For a couple of glorious months last year, Duluth had two extraordinarily good restaurants in one short stretch of Superior Street: Sound and Martha’s Daughter. I am still mourning Sound, which was my favorite restaurant in the city while it lasted. Now Martha’s Daughter has closed its doors. A well-publicized struggle to pay liquor licenses and other tax obligations probably contributed to scaring customers away—I was there on a recent Friday night and for fifteen minutes my two year old daughter and I were the only customers in the building. It’s a shame because the food was straight-up delicious.

The good news is that rather than surrender entirely, the restaurant has retreated to its roots as a pop-up. I respect this move because it acknowledges the dance between a restaurant and its community. Chef Nyanyika Banda has a lot of devotees (including me) who admire the food she turns out and have shown up to eat it multiple times. It’s gracious of her to keep some cooking going locally and far less abrupt than when a restaurant slams the door shut and says “closed for good”.

And yet, a pop-up is a fragile thing. We have to go while it’s there. This is the business equivalent of a last call—your time is short. Specifically, you’ve got until May 5, which is when Banda is hitting the road to do events in Madison, Minneapolis, Massachusetts, and San Francisco. For those of you who chirp “we’ve been meaning to try that ramen!” it’s time to slurp or get off the pot.

I recommend you slurp. The last dish I had there was extraordinary, an adjective I don’t use often unless I am marketing something.
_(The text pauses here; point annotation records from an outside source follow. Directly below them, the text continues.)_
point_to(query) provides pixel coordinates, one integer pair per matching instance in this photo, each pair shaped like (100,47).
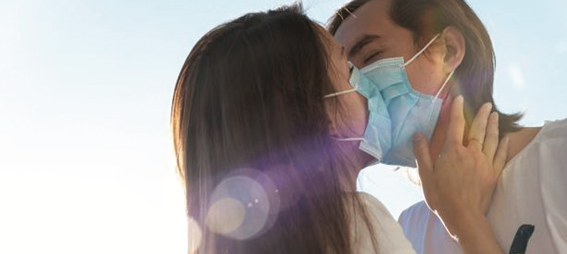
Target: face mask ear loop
(437,96)
(444,84)
(422,50)
(339,93)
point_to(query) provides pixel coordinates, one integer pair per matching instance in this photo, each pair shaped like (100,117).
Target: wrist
(460,221)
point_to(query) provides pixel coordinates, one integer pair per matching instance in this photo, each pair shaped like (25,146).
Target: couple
(273,118)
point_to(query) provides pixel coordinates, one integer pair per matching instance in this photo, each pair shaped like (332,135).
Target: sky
(86,161)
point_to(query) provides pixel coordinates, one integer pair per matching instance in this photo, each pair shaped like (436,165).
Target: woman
(457,45)
(259,128)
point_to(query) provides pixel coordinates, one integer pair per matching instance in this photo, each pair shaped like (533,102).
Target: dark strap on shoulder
(520,243)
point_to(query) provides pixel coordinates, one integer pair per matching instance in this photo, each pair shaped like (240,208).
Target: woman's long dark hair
(248,118)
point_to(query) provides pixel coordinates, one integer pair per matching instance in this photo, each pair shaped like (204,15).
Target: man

It was a big heaping pile of ddeok, chewy Korean rice cakes that were glutinous like Japanese mochi, and tofu. And no, neither of those ingredients sound very good to me either. Let me describe the magic Banda had to apply to make this delicious:

Lots of smushed garlic. Oil. Burning chili heat. A hit of acid—this reminds me a lot of sambal, that hot Indonesian condiment Banda wields with such effect on her famous dumplings. But it gets better. The dish was absolutely larded with Sichuan peppercorn. If you haven’t had this delightful spice, drive to Minneapolis right now. If you have, I don’t need to describe the tongue-numbing, tingling, almost cold heat it provides. I’ve never tasted something with more ELECTRICITY than I felt here. And for the record, the dish also had chunks of bacon.
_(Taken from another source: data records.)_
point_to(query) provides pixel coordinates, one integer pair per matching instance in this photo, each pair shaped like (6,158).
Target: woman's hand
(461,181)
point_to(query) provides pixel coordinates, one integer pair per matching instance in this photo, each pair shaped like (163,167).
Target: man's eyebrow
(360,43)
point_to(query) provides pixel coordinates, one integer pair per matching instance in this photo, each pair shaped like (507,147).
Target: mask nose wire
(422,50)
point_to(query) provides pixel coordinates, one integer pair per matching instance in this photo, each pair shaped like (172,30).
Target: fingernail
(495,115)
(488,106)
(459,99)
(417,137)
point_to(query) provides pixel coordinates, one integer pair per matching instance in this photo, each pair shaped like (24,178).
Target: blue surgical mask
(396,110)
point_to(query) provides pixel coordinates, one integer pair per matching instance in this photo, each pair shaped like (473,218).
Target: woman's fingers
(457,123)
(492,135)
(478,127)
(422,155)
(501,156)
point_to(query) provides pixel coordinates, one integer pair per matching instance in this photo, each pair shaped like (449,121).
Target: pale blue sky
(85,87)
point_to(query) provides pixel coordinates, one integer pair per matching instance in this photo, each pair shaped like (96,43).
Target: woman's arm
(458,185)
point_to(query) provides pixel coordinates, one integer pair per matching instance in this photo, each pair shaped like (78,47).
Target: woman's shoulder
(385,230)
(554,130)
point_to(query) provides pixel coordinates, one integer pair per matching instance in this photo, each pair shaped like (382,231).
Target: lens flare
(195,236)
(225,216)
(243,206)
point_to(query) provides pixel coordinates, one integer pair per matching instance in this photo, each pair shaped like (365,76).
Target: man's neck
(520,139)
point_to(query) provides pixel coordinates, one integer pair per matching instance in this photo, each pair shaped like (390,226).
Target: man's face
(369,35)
It’s not like I fell over dead for everything I’ve eaten there. I’m probably not a subtle enough person to really “get” the corn cakes, which to me were just sort of soft and cold. And a peanut butter noodle dish tasted a lot like noodles and peanut butter without a whole lot else. But the hits outnumber the misses. Housemade dumplings, fragrant with basil oil, are the Platonic ideal of potstickers, the kind of dish that you originally mean to share but then order a second one of. Fish is flaky, tender, not overcooked. The famous tacos, with crema, picked onions, and mustard seeds, pop in your mouth.

We all get the kind of world that we create. As a kid, you don’t realize how fragile a business is. A good friend still sort of expects the St. Louis of his childhood to be exactly the way he remembers it. To a lesser extent, most of us project like this. But the restaurants we visit live, the restaurants we don’t visit die. You get what you build. Martha’s Daughter is doing a farewell tour right now. I recommend we send them out with a bang.